The current issue of The Nation has an excellent article on the growing danger of institutional debt. (Sadly, the piece is available online only to subscribers.) Higher education institutions are increasingly turning to borrowing to make up for declines in public funding and construction projects. The cost of this approach goes beyond interest payments. As I have pointed out in the past, it shifts the highest priority of the institution from education to debt payment.
As the pandemic drags on, it puts growing financial pressure on colleges and universities. Enrollment declines have reduced tuition revenues. State budgets (Michigan not included) are also sagging. Layoffs, consolidations, program closures and tuition hikes are all at least in play as these institutions attempt to close impossibly large budget holes while also trying to keep the lights on.
Investors have a special interest in higher education institutions. They have both the unrestricted ability to issue bonds and raise tuition by any amount for any reason. They can’t really go bankrupt in the way that other borrowers can. In many cases, the State government, or local taxpayers (in the case of community college) are ultimately on the hook for institutional debt.
Higher education institutions usually use bond issues to pay for construction projects, but they also borrow for other reasons. These “other reasons” can include covering operating deficits.
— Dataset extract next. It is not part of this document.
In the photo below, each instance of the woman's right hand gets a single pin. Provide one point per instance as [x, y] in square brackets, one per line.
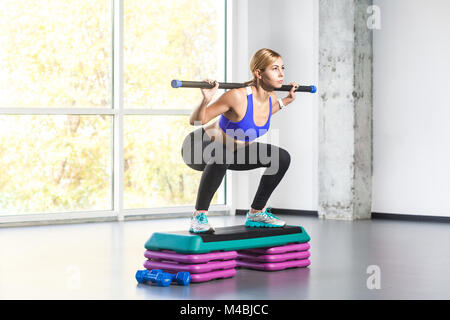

That should worry both the Washtenaw County taxpayers and WCC students.
Paying off institutional debt isn’t WCC’s mission
WCC is one of the best-funded community colleges in the State of Michigan. Yet, it is running a structural deficit. As I’ve said in the past, there is a difference between a cyclical deficit and a structural deficit. A cyclical deficit simply means that the institution spent more than it took in during a budget cycle. Despite its best efforts, it took in less money than expected, or it encountered some unplanned expense.
A structural deficit is different. A structural deficit occurs when a public institution takes in the maximum amount of money it can take in during a normal, positive economy, but its spending still exceeds its revenues. It has committed to greater expenses than its revenues will support even when it has maximized its revenues.
Reliance on institutional debt should worry the taxpayers and the students because we happen to be the two largest sources of income for WCC. When the Administration does not adequately control its spending (and the Trustees refuse to intervene), the easiest, fastest and most painless way (initially) to acquire more cash is to borrow it.
General Obligation bonds (which the WCC Trustees are fond of issuing) use future tax revenues and student tuition as collateral. Before WCC can spend a dime on its operation, it has to pay its institutional debt.
Enriching investors isn’t really why the Washtenaw County taxpayers built WCC or authorized its multiple operating millages. And committing students to paying higher tuition for years or decades because the Administration can’t or won’t control its spending is both sickening and abusive.
Especially when 16% of Washtenaw County’s population lives in poverty, and thousands of residents would go to school if only they could afford to.